Credo Technology reported fiscal 2026 revenue of $1.34 billion, a 206% increase from the prior year, and the stock has responded accordingly. Shares are up 74% year-to-date through June 13, making CRDO the top-performing semiconductor name of the year among companies with market capitalizations above $10 billion. Nvidia, by comparison, has gained roughly 10%. Broadcom sits at 11%.

Why the Market Is Paying Up

The investment case for Credo rests on a simple bottleneck argument. Nvidia, AMD, and the custom chip programs at Google, Amazon, and Microsoft are shipping more GPUs and AI accelerators than ever. But those chips are only useful if they can move data between each other fast enough. Inside modern AI clusters, the network fabric connecting thousands of GPUs is rapidly becoming the binding constraint on training and inference performance. Credo provides the high-speed, low-power connectivity silicon that makes those networks work.

The company's product line spans active electrical cables, line-card retimers, and optical transceivers operating at 800G and 1.6T speeds. As AI clusters scale from thousands to tens of thousands of GPUs, the distances between chips grow, and electrical copper connections lose signal integrity. Optical connectivity solves this by moving data over fiber at lower power with less signal degradation. That transition is still in its early innings, but it is accelerating.

Fourth-quarter revenue came in at $437 million, and management guided fiscal Q1 2027 to $465 million to $475 million, implying the growth rate remains above 80% even against tougher comparisons. Non-GAAP earnings per share soared 392% to $3.46 for the full fiscal year.

The DustPhotonics Bet

In April, Credo announced the acquisition of DustPhotonics for $750 million. The deal brings silicon photonics integrated circuit capabilities in-house, which means Credo can now design and manufacture the optical engine inside its transceivers rather than sourcing it externally. The strategic logic is vertical integration: lower costs at scale, reduced supply chain dependence, and a faster path to next-generation products.

Management expects the optical connectivity portfolio to generate more than $600 million in revenue in fiscal 2027, up from a much smaller base. If that target materializes, it would validate Credo's thesis that the electrical-to-optical transition is not a distant promise but an active revenue driver.

Valuation and Risk

The stock trades at roughly 35 times forward earnings, a premium to the broader semiconductor group but below where high-growth AI infrastructure names have traded at comparable revenue growth rates. The risk is concentration. A significant portion of Credo's revenue comes from a handful of hyperscaler customers, and any pause in data center buildout spending would hit order rates immediately.

There is also execution risk on the DustPhotonics integration. Merging silicon photonics design teams with Credo's existing electrical and optical engineering organization is non-trivial, and the $750 million price tag is large relative to Credo's current market cap.
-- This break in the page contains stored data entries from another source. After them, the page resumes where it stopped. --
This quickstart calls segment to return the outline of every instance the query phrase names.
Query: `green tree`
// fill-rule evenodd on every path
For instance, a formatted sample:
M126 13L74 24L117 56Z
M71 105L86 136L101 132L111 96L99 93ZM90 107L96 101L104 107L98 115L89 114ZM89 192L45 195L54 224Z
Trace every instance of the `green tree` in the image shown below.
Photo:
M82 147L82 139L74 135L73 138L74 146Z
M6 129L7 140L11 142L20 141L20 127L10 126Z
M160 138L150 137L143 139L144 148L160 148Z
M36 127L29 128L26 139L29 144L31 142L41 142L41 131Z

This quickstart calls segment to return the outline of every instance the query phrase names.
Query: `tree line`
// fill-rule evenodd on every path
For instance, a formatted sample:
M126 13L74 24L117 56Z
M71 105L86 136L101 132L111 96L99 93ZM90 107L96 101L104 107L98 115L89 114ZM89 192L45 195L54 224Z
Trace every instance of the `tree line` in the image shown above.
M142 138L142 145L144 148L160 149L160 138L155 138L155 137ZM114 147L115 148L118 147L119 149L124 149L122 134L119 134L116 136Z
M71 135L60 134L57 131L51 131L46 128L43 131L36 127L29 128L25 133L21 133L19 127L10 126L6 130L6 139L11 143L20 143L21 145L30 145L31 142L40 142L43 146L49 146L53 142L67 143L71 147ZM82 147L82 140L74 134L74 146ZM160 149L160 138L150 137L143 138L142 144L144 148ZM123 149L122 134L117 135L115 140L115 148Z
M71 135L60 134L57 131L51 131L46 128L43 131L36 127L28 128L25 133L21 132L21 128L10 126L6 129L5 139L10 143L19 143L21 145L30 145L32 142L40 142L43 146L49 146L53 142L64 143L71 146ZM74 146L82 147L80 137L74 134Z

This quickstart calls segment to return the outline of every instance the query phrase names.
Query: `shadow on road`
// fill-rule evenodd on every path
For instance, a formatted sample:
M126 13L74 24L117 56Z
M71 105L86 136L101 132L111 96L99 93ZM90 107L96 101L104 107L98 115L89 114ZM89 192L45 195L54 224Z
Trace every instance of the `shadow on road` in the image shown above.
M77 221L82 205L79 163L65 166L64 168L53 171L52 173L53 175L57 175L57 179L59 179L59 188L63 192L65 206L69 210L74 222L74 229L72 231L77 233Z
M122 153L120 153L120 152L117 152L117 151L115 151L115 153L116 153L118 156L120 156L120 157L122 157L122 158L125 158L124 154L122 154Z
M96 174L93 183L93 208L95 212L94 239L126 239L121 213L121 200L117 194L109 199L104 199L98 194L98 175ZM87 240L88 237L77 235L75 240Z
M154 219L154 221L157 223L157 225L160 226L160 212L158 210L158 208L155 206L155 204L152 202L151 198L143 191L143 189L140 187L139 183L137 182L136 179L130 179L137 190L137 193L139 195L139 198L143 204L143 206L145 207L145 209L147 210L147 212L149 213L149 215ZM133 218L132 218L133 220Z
Investors are trusting management's track record here, but the proof will come in product launches over the next 12 months.

The Broader AI Networking Trade

Credo is not the only name benefiting from this trend. Arista Networks, Marvell Technology, and Coherent Corp. all have exposure to AI data center networking. But Credo's pure-play positioning and faster revenue growth have made it the favorite among fund managers looking for leveraged upside to the AI infrastructure buildout.

The question for the second half of 2026 is whether the spending trajectory holds. Hyperscaler capex guidance remains robust, with the $750 billion aggregate commitment providing multi-year visibility. But Wednesday's Fed hawkishness — the dot plot now shows a potential rate hike rather than cuts — introduces a discount-rate headwind for high-multiple growth stocks. Credo's fiscal Q1 report, expected in August, will be the next major data point. If the optical ramp tracks to plan, the 74% gain may be just the opening act.